Formally exact, arbitrarily scalable simulations of exciton dynamics in molecular materials

TL;DR

This paper introduces adHOPS, a scalable and exact simulation method for exciton dynamics in large molecular systems, enabling mesoscale quantum dynamics modeling with size-invariant computational cost.

Contribution

The authors develop an adaptive HOPS algorithm that achieves formally exact, size-invariant simulations of exciton dynamics in molecular materials.

Findings

Demonstrated simulation of exciton diffusion in chains of up to 1000 molecules

Provided proof-of-principle calculations validating the method's accuracy

Achieved size-invariant computational scaling for mesoscale quantum dynamics

Abstract

Excited state carriers, such as excitons, can diffuse on the 100 nm to micron length scale in molecular materials, but they only delocalize over short length scales due to coupling between electronic and vibrational degrees-of-freedom.

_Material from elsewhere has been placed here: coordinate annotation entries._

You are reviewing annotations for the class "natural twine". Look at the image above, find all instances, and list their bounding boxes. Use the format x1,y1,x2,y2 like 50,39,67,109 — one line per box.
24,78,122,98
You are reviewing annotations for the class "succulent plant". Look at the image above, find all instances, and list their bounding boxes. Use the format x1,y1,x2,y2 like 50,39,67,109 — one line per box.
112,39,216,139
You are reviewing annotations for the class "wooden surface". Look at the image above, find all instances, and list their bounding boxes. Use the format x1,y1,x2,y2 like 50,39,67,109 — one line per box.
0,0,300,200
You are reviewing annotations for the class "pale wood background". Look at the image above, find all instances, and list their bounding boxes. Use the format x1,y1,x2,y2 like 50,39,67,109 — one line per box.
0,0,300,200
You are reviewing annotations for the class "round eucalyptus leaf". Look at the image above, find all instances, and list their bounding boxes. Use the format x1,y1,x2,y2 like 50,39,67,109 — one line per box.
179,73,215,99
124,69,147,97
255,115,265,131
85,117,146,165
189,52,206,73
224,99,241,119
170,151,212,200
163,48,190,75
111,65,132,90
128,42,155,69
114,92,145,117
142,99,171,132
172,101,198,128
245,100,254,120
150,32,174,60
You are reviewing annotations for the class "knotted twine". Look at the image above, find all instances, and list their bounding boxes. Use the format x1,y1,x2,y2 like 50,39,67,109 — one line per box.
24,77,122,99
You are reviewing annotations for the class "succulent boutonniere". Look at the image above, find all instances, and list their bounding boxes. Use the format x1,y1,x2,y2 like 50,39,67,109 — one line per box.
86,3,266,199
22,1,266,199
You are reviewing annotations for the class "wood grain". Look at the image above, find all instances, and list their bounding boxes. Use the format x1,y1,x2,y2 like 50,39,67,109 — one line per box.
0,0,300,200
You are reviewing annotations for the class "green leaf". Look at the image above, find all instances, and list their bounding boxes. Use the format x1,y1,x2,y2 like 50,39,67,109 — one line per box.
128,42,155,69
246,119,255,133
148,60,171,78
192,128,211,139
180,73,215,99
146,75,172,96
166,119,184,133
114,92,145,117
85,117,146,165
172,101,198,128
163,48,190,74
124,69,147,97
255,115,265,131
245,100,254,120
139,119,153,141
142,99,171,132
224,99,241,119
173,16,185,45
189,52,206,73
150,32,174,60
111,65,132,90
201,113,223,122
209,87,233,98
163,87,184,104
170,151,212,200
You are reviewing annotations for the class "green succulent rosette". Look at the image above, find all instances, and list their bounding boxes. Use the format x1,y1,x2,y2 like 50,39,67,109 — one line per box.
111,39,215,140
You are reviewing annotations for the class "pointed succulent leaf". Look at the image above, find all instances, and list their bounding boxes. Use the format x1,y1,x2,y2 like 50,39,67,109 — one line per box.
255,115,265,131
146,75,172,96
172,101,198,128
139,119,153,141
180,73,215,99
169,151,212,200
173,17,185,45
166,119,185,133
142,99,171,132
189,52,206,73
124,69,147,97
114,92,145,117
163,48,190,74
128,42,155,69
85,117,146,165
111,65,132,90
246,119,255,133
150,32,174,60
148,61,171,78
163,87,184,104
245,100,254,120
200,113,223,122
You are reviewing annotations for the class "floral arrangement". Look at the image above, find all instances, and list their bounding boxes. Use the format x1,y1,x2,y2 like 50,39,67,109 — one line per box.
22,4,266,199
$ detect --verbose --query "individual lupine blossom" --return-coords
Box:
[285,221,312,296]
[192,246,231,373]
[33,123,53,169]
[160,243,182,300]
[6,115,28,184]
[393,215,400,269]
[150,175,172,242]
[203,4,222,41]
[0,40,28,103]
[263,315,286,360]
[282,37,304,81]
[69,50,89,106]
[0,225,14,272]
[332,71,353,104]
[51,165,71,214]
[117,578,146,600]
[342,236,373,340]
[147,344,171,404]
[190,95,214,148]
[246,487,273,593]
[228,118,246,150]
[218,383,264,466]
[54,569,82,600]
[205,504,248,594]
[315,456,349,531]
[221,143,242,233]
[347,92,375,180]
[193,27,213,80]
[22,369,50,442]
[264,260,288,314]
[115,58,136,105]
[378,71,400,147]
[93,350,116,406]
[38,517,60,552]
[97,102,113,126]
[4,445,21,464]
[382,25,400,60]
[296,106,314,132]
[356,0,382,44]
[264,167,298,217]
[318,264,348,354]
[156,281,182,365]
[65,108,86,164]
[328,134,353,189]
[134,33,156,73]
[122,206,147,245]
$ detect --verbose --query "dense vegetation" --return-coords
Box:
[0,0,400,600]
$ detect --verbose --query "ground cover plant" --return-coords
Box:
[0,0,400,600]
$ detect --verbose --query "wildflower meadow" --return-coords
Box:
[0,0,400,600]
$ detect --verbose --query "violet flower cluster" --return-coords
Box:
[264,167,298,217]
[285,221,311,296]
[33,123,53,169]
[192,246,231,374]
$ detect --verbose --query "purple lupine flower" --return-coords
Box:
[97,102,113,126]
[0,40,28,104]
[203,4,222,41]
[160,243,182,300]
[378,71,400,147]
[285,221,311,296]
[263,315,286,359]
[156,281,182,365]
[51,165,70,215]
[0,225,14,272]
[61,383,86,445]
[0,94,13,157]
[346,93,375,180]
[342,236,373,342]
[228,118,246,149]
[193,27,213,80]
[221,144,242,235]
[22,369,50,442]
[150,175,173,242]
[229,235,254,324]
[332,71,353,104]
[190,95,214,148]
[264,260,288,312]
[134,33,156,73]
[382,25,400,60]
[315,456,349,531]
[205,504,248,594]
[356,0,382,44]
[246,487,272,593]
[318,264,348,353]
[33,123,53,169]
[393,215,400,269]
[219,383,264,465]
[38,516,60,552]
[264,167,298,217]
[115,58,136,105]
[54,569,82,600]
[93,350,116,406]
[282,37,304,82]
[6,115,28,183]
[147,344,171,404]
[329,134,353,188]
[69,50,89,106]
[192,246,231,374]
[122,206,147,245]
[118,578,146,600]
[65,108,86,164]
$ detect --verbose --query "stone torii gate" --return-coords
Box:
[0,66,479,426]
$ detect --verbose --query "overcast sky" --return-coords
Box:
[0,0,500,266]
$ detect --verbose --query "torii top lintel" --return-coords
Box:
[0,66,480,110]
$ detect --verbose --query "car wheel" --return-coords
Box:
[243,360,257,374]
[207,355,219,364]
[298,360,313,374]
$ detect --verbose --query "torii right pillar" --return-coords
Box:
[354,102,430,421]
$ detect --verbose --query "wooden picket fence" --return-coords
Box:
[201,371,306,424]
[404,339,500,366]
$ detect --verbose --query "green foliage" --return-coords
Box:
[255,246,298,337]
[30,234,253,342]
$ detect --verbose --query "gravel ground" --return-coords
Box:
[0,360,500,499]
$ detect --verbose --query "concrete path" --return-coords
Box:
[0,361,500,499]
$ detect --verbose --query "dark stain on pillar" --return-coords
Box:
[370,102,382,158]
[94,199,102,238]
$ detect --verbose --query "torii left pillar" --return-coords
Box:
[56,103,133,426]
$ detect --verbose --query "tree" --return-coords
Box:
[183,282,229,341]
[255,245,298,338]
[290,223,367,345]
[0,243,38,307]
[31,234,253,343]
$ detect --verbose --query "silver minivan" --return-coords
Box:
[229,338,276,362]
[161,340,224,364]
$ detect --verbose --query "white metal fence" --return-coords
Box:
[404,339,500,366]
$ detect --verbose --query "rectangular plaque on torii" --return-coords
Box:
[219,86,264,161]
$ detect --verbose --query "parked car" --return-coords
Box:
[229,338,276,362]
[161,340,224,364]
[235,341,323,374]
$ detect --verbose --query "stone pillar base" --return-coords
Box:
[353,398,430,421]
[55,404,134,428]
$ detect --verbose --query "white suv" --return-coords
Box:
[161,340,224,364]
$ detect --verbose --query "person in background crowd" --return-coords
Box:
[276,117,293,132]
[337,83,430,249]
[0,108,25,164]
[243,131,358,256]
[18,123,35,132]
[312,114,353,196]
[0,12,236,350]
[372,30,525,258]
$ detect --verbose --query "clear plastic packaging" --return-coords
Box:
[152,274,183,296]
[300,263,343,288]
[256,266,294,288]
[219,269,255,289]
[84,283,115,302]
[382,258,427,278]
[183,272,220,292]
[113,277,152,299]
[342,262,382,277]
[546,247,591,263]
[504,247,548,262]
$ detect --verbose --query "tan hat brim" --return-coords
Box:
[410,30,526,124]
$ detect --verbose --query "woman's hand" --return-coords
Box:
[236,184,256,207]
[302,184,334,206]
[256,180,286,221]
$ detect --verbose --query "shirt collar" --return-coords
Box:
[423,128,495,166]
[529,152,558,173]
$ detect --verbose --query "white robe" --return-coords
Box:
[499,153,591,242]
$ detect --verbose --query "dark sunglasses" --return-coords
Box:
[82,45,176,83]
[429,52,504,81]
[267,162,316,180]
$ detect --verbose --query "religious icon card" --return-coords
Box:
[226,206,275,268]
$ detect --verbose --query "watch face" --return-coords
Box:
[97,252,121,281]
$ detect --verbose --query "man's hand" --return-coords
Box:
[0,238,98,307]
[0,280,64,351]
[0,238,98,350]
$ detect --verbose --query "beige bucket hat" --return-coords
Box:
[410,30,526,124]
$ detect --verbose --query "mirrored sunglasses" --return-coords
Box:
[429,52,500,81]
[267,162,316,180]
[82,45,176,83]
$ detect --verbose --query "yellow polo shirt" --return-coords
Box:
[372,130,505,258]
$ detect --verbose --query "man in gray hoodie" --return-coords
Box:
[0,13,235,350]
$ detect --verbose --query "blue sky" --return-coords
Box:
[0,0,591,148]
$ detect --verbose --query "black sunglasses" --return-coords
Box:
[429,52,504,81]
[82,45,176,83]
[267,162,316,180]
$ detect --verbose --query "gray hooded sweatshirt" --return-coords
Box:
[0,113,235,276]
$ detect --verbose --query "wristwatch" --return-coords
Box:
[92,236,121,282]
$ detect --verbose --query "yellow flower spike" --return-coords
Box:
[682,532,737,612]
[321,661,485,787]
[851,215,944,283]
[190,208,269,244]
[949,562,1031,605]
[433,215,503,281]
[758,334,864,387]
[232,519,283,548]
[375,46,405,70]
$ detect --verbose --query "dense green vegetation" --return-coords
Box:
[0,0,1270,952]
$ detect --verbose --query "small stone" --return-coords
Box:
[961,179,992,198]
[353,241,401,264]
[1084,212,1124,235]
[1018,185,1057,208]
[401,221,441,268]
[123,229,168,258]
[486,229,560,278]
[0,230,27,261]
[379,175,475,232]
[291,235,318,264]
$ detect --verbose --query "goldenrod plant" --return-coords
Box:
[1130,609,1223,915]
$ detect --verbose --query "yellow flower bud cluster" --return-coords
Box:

Here, we leverage the locality of excitons to adaptively solve the hierarchy of pure states equations (HOPS). We demonstrate that our adaptive HOPS (adHOPS) methodology provides a formally exact and size-invariant (i.e. O(1)) scaling algorithm for simulating mesoscale quantum dynamics. We provide proof-of-principle calculations for exciton diffusion on linear chains containing up to 1000 molecules.